I was very, very contented.

I was contented in a way I don't think I have been in many years.

As I drove over the bridge coming home from some errands, my heart's cry of thanksgiving filled up the car.  I was so thankful to Jesus for my blessings, for the people I have in my life to serve.  I sought Him for wisdom in how to treat my husband, how to teach my children, and wisdom for how to live my life.  And as I prayed with tears pouring down like rivers, I just sat there and fellowshipped with my Lord a while, and I realized that my life WAS disappearing.

But now, instead of being buried by my children, my life was becoming "hid with Christ in God."  In serving like this, I was serving, in a very small small way-----like He did.  In a patient, loving, altruistic way.  And He was erasing me so that I could be more like Him.

There is a difference in raising children as service to Jesus and becoming more like Him in the process, and raising children by creating little idols for yourself-----even if you are following the letter of the law and doing things the way your are "supposed" to.  One of those things will leave you spent and exhausted.
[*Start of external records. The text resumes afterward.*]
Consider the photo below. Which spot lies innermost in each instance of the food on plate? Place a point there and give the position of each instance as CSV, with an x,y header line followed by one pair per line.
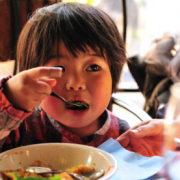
x,y
22,174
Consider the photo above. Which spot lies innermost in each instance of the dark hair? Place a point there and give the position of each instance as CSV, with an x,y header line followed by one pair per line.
x,y
79,26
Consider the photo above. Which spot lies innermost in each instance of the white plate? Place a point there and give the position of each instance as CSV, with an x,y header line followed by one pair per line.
x,y
58,156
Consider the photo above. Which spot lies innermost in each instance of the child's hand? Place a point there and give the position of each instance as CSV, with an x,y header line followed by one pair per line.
x,y
145,139
26,90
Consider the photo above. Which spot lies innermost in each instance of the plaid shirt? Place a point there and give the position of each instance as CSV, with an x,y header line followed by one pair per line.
x,y
19,128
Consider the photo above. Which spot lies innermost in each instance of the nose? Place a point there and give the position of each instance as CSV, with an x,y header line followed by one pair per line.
x,y
75,82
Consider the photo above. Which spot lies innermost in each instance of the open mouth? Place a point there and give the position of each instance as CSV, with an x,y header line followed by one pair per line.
x,y
81,105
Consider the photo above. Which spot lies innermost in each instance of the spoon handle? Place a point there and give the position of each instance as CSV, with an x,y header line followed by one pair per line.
x,y
77,176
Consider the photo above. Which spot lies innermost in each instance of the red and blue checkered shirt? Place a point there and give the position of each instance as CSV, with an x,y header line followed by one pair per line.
x,y
19,128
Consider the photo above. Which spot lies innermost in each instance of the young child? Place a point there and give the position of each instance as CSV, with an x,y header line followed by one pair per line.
x,y
76,51
84,42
But the other?  When the Lord blesses your efforts with joy unspeakable and full of glory in the soul, so full that your heart just brims over with love from your Savior and you can't even contain the joy inside? 

Oh sisters. Godliness with contentment is a great, great gain indeed.  And that is all the strength we need for this journey.  No haircut or pinterest board will ever rival that.

My favorite quote goes something like this:
It matters not if the world approves or understands
The only applause we're meant to seek is that of nail-scarred hands.


Lord, help me to remember the wisdom you showed me on the bridge.  Help me to take my exhaustion as a sign of self-reliance, and help me to repent and try again by doing it Your way----by loving my blessed family and friends the way that You love me, in word and in deed and in my soul.